The film has a wonderful cast of supporting characters, from Chloe the diet-challenged cat, to Gidget the dog sick with unrequited love, from Tattoo the tattooed pig used for tattoo practice (how many times can I say tattoo in one sentence?), to beyond loyal pug Mel (you’ve seen him in the PetSmart ads), every pet has its place, and adds to the overall experience of the movie. The primary conceit of the film is a battle between those animals that agree to be pets, colluding with human mastery, versus those animals that have broken free from human mastery/dependency, led by Snowball the unbelievably cute-yet-psychotic rabbit Snowball.

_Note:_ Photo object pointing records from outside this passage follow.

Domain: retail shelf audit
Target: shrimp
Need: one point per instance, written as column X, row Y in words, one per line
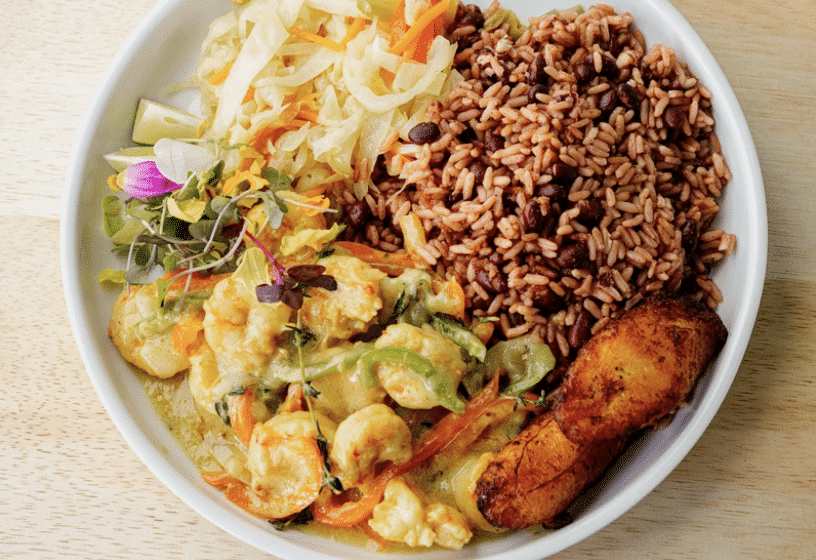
column 285, row 465
column 407, row 387
column 367, row 437
column 239, row 329
column 146, row 335
column 402, row 516
column 352, row 307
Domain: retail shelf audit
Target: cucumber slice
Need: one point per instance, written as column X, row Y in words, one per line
column 155, row 121
column 126, row 157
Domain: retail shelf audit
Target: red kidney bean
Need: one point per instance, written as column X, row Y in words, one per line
column 424, row 133
column 546, row 301
column 584, row 72
column 474, row 17
column 478, row 168
column 357, row 214
column 536, row 73
column 303, row 272
column 532, row 217
column 580, row 330
column 608, row 100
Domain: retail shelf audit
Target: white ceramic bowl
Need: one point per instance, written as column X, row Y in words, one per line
column 164, row 49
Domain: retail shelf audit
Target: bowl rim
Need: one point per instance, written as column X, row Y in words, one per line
column 207, row 505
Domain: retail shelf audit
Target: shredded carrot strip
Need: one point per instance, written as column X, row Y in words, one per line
column 185, row 333
column 398, row 26
column 241, row 416
column 219, row 77
column 317, row 39
column 354, row 29
column 250, row 95
column 331, row 510
column 412, row 36
column 386, row 262
column 316, row 191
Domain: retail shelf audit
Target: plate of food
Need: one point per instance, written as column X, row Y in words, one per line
column 362, row 278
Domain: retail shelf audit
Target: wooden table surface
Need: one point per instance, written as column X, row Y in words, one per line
column 70, row 487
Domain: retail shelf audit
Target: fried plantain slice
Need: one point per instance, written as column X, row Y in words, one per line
column 638, row 369
column 631, row 374
column 536, row 476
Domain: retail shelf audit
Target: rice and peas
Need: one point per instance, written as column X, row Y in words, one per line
column 571, row 173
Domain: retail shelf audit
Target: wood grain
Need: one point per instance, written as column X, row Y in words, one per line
column 70, row 487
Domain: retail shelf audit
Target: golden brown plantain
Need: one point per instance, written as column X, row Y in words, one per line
column 536, row 477
column 638, row 369
column 630, row 374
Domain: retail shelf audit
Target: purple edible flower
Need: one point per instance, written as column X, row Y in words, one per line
column 143, row 180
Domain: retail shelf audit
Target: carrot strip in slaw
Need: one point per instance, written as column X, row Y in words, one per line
column 356, row 27
column 410, row 41
column 317, row 39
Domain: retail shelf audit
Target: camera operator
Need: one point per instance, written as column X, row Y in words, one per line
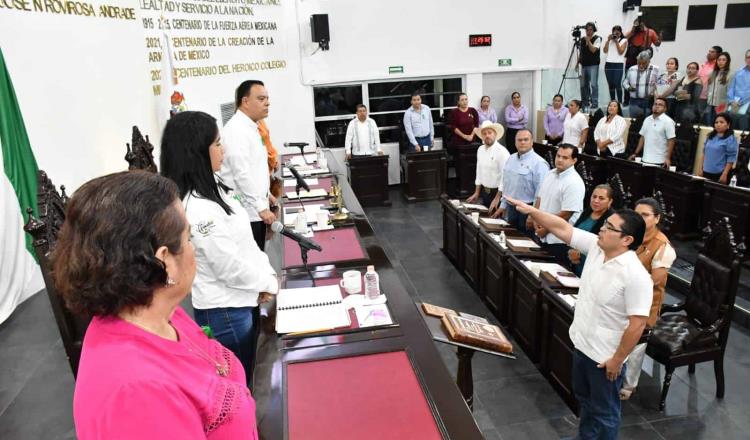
column 640, row 38
column 589, row 59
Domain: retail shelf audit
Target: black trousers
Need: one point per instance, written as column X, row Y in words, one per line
column 259, row 233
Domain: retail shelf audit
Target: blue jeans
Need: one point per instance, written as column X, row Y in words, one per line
column 590, row 86
column 423, row 141
column 515, row 218
column 234, row 328
column 614, row 72
column 599, row 399
column 638, row 107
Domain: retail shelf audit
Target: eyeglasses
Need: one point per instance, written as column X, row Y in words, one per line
column 608, row 226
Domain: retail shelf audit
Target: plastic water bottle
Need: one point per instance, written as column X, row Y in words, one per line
column 372, row 283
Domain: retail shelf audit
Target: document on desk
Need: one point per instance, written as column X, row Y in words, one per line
column 293, row 182
column 310, row 309
column 317, row 192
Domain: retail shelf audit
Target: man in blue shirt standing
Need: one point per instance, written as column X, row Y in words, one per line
column 522, row 177
column 418, row 125
column 738, row 95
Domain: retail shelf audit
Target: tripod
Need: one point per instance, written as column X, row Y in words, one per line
column 574, row 52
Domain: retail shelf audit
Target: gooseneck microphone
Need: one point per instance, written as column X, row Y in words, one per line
column 304, row 242
column 300, row 181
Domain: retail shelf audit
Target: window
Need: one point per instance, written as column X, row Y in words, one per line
column 662, row 19
column 386, row 102
column 701, row 17
column 738, row 15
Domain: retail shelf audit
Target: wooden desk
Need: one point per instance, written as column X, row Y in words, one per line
column 683, row 193
column 446, row 404
column 424, row 174
column 727, row 201
column 637, row 178
column 368, row 176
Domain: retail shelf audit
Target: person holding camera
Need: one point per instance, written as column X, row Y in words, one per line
column 589, row 59
column 614, row 63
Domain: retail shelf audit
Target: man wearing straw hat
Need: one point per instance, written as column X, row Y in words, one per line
column 491, row 158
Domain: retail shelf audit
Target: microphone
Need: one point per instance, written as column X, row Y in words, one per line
column 300, row 181
column 303, row 242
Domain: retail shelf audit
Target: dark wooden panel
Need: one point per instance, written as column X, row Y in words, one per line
column 424, row 175
column 368, row 176
column 450, row 230
column 525, row 308
column 683, row 194
column 726, row 201
column 465, row 158
column 637, row 178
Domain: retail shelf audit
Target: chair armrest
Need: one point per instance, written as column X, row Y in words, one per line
column 672, row 307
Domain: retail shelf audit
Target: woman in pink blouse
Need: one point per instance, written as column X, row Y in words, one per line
column 147, row 371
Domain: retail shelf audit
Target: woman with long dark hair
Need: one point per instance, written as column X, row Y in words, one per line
column 233, row 275
column 124, row 257
column 614, row 65
column 720, row 150
column 718, row 83
column 656, row 255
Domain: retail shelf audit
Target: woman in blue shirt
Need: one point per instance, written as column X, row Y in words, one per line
column 720, row 150
column 592, row 218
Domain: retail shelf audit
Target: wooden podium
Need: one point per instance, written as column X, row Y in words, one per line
column 423, row 175
column 368, row 176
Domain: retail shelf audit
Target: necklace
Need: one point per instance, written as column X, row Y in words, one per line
column 221, row 370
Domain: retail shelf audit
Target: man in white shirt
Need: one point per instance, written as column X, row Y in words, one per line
column 612, row 309
column 561, row 193
column 491, row 158
column 245, row 167
column 362, row 135
column 657, row 136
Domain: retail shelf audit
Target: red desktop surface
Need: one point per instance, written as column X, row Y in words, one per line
column 340, row 244
column 368, row 397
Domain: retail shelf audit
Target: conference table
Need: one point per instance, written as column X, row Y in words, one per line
column 531, row 307
column 385, row 381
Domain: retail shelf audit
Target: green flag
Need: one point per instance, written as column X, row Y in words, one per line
column 18, row 159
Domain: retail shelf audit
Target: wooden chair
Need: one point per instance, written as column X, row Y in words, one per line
column 141, row 155
column 44, row 232
column 622, row 198
column 699, row 332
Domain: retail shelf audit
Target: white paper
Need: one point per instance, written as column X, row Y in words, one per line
column 317, row 192
column 475, row 207
column 494, row 221
column 521, row 243
column 293, row 182
column 369, row 316
column 317, row 308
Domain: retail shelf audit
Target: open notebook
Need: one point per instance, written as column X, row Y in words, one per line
column 310, row 309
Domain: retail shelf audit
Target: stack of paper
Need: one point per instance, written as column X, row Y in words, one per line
column 310, row 309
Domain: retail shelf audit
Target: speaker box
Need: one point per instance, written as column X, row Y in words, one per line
column 319, row 26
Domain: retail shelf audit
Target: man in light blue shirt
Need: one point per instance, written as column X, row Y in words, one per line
column 522, row 177
column 418, row 125
column 738, row 95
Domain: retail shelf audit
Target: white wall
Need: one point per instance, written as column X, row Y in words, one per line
column 693, row 45
column 82, row 82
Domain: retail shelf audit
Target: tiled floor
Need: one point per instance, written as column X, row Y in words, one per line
column 512, row 399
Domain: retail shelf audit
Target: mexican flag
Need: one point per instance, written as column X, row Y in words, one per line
column 20, row 275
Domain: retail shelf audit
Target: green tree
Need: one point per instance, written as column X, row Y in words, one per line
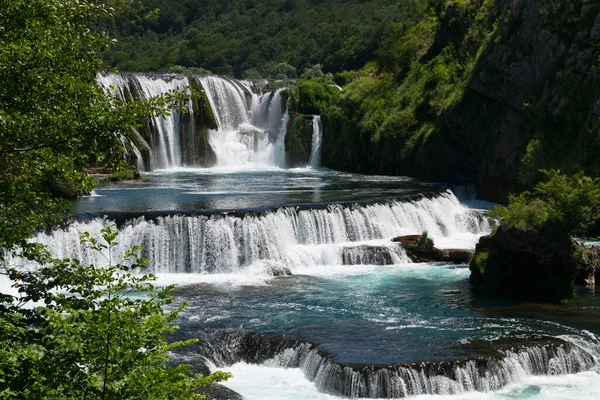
column 94, row 332
column 54, row 118
column 560, row 204
column 283, row 71
column 75, row 331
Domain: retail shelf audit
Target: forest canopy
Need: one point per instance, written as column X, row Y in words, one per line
column 236, row 36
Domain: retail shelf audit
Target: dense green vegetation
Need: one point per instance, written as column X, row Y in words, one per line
column 469, row 94
column 70, row 331
column 561, row 205
column 245, row 37
column 532, row 255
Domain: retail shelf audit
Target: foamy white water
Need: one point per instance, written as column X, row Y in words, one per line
column 286, row 238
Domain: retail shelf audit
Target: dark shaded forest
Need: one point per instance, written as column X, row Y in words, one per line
column 233, row 37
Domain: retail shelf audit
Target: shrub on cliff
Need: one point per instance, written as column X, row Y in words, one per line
column 531, row 255
column 562, row 205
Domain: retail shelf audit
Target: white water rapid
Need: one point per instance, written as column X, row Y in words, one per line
column 315, row 153
column 287, row 238
column 251, row 127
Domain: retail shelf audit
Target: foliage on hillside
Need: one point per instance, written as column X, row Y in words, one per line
column 242, row 38
column 560, row 204
column 480, row 90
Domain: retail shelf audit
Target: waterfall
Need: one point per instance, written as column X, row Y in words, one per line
column 251, row 127
column 504, row 365
column 288, row 237
column 315, row 153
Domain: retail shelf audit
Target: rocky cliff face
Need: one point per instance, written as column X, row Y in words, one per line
column 542, row 67
column 511, row 86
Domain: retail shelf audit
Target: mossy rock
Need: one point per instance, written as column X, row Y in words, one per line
column 526, row 265
column 421, row 248
column 298, row 141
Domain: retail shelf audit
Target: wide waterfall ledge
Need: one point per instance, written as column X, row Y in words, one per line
column 285, row 239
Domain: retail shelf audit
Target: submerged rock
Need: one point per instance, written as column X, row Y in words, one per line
column 219, row 392
column 498, row 364
column 420, row 248
column 528, row 265
column 277, row 270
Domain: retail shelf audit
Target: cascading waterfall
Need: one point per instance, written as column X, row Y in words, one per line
column 481, row 374
column 315, row 153
column 166, row 143
column 251, row 127
column 287, row 237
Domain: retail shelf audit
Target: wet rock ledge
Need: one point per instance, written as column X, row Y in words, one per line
column 420, row 248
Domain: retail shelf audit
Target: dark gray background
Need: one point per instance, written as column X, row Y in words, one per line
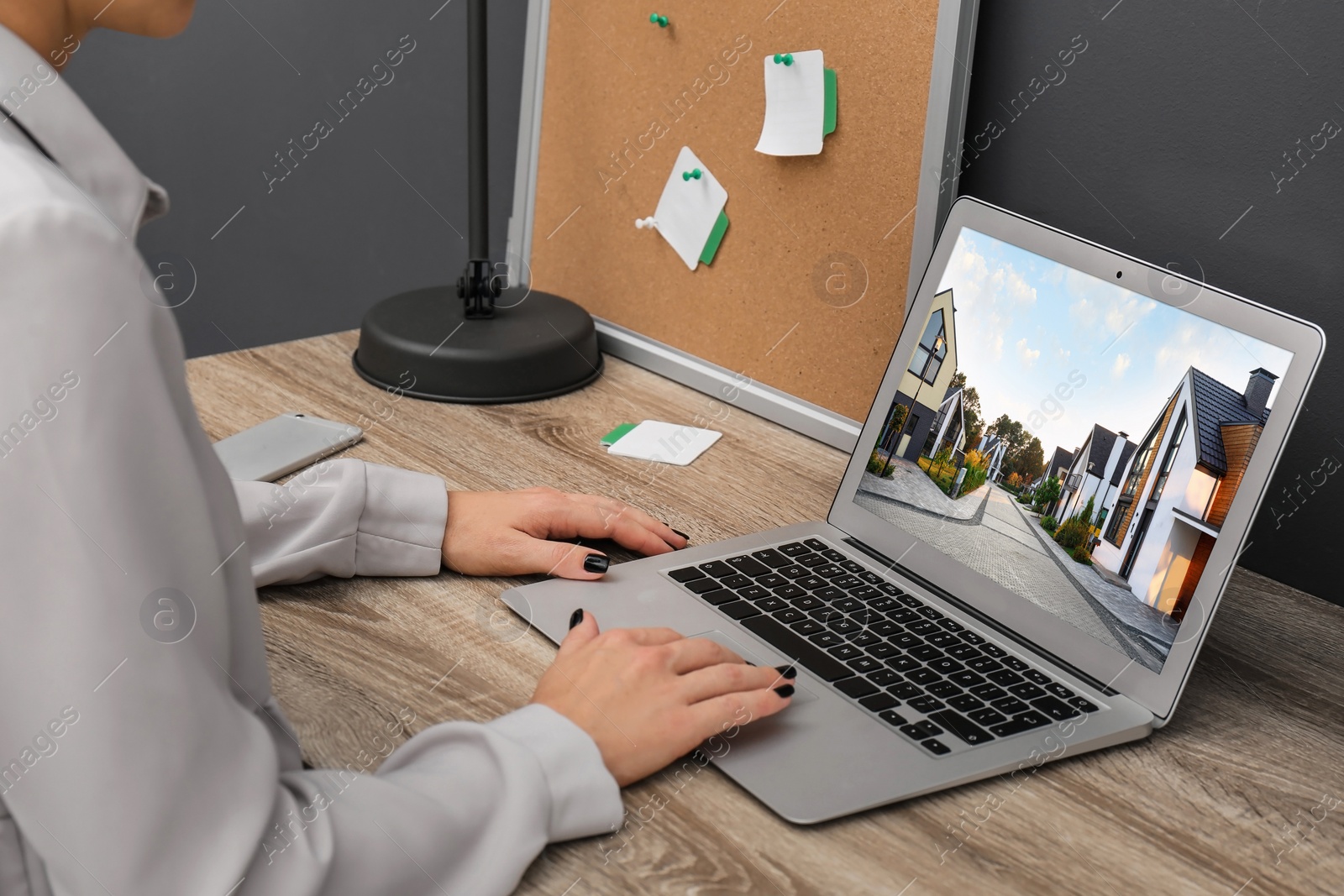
column 1163, row 134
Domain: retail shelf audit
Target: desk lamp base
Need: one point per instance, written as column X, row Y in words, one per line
column 423, row 344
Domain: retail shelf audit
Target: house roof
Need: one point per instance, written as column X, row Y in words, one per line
column 1126, row 453
column 1215, row 405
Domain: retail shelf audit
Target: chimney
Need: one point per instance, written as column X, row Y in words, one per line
column 1257, row 390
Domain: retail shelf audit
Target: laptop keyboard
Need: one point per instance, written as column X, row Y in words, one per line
column 895, row 656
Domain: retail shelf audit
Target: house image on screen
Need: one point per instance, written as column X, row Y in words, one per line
column 932, row 407
column 1180, row 485
column 1095, row 473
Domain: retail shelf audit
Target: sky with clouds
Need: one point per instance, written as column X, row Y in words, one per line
column 1025, row 322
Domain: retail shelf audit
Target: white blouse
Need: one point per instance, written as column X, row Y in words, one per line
column 140, row 747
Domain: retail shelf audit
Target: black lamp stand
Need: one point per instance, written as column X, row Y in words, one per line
column 480, row 342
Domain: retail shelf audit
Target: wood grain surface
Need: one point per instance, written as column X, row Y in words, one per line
column 819, row 246
column 1238, row 795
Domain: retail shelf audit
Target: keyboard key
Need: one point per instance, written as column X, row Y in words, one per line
column 721, row 595
column 987, row 716
column 925, row 705
column 924, row 676
column 1010, row 705
column 921, row 730
column 748, row 566
column 770, row 558
column 1019, row 723
column 857, row 687
column 961, row 727
column 1055, row 708
column 904, row 663
column 739, row 609
column 965, row 679
column 797, row 647
column 879, row 701
column 945, row 689
column 826, row 640
column 884, row 678
column 864, row 664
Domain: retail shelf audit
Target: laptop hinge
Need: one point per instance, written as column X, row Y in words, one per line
column 987, row 620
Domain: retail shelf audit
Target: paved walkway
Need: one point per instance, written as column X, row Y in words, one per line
column 911, row 485
column 1005, row 548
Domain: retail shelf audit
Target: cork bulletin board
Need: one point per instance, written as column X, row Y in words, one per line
column 806, row 291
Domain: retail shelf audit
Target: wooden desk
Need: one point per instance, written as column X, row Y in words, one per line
column 1198, row 808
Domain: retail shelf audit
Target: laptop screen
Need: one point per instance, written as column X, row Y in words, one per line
column 1077, row 443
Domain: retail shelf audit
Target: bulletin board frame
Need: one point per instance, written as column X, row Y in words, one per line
column 944, row 132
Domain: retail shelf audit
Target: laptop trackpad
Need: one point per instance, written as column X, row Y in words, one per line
column 800, row 694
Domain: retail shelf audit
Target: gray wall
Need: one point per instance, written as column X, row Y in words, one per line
column 205, row 114
column 1164, row 134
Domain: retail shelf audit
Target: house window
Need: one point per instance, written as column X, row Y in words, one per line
column 933, row 349
column 1173, row 446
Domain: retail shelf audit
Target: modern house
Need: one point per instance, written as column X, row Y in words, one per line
column 1180, row 485
column 925, row 387
column 1095, row 473
column 1058, row 468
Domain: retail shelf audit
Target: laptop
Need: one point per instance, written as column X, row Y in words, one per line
column 1030, row 540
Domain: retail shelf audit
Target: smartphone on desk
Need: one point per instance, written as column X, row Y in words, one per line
column 282, row 445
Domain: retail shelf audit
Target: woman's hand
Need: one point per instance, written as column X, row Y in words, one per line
column 508, row 532
column 647, row 696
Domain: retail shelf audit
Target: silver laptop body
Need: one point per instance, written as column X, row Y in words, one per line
column 942, row 640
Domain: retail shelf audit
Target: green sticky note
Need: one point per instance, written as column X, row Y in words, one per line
column 711, row 244
column 611, row 438
column 828, row 120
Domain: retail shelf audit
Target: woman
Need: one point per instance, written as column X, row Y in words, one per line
column 134, row 763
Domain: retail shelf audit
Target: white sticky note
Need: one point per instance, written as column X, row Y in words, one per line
column 664, row 443
column 689, row 208
column 795, row 105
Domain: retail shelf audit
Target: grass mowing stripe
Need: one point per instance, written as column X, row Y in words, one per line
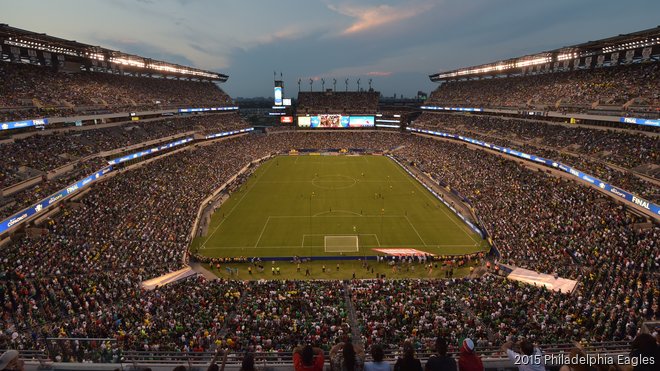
column 370, row 196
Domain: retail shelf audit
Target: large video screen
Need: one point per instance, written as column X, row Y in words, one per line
column 335, row 121
column 278, row 96
column 360, row 121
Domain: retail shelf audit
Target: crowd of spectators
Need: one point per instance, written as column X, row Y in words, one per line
column 79, row 274
column 572, row 90
column 30, row 91
column 338, row 102
column 47, row 152
column 590, row 150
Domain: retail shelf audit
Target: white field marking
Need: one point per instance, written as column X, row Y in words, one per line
column 415, row 229
column 335, row 216
column 329, row 181
column 337, row 211
column 355, row 238
column 331, row 234
column 256, row 180
column 320, row 246
column 262, row 232
column 461, row 226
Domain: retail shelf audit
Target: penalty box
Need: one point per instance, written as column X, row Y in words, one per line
column 311, row 232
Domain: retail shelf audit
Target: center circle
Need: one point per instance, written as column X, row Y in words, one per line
column 334, row 181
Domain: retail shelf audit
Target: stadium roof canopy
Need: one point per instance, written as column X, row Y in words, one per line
column 629, row 48
column 20, row 43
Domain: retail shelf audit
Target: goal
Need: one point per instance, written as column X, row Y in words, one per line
column 341, row 243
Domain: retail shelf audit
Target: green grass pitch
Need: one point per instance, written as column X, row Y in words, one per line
column 291, row 203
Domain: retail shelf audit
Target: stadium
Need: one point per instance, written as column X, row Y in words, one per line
column 152, row 221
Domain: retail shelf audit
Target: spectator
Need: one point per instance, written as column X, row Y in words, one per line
column 346, row 357
column 530, row 357
column 377, row 363
column 408, row 362
column 468, row 359
column 645, row 352
column 308, row 358
column 440, row 361
column 581, row 364
column 9, row 361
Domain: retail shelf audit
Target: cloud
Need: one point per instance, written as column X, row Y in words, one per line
column 379, row 73
column 367, row 18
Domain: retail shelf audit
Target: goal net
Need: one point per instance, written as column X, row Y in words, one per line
column 341, row 243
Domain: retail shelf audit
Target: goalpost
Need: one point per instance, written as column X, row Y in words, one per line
column 341, row 244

Yes, there are predictable moments, but these are the kind of predictable moments that your typical six-year-old will watch, get, and then feel a sense of accomplishment as they realize that they’ve understood something before it’s happened. In that sense, here’s a movie that will help to encourage your child’s sense of confidence and accomplishment. It’s not the best movie in the history of movies – or even in the last couple of years of animated film – but it is something that children and their parents will be able to enjoy together. Parents will especially like the sausage factory montage – it’s a dreamlike sequence that feels like a call-out to The Big Lebowski‘s bowling and dancing girls scene. Overall, despite it’s tendency toward predictability, it is a movie worth watching.
Steve’s Grade: B
A good bit of fun from the producers of the Despicable Me movies, that presents a story that addresses friendship and loyalty using language that kids and adults will sympathize with.